Obviously, whether the mountains are smooth is a step. The red part is the L1 cache, the green is the L2 cache, the light blue is the L3 cache, and the dark blue is the memory. We can get some data.
|
L1-data cache |
L2-Cache |
L3-Cache |
Memory |
Disk |
SSD |
Cache size |
32KB |
256KB |
8 MB |
Dozens of GB |
Several TB |
Hundreds of GB |
Access time |
2ns |
5ns |
14-18ns |
24-93ns |
13.0 ms |
30-300us |
Throughput |
6500 MB/s |
3300 MB/s |
2200 MB/s |
800 MB/s |
60 MB/s |
250 MB/s |
That is to say, the throughput performance of the cache is only 800 Mb/s. Compared to the disk's 300 MB/s, the network's 100 MB/s. It is only several times faster. Generally, the memory is much faster than the disk. In fact, there is not so much memory. If the memory is not properly operated, frequent read/write of the memory can also become a system bottleneck.
Summary
The CPU clock speed has stopped increasing. However, cache continues to grow at the speed of Moore's Law. For a long time, the high-speed cache frequency will gradually catch up with the performance of the processor, and the capacity will increase. However, the memory is not optimistic. Although the capacity has increased a lot, the performance has not been greatly improved, and the disk status is similar. SSD has just begun to become popular and the trend is not obvious.
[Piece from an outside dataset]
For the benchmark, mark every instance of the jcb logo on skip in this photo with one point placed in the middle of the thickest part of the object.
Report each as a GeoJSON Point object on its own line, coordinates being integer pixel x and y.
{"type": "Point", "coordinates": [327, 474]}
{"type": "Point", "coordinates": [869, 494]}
However, we can see that the SSD throughput and memory throughput are not large. That is to say, in the future, when SSD completely replaces the disk. We need to operate the memory as carefully as we do on disks to write programs that match the performance of computers in that era. In contrast, SSD is easier to use than disks. After all, the random read/write speed is one or two orders of magnitude.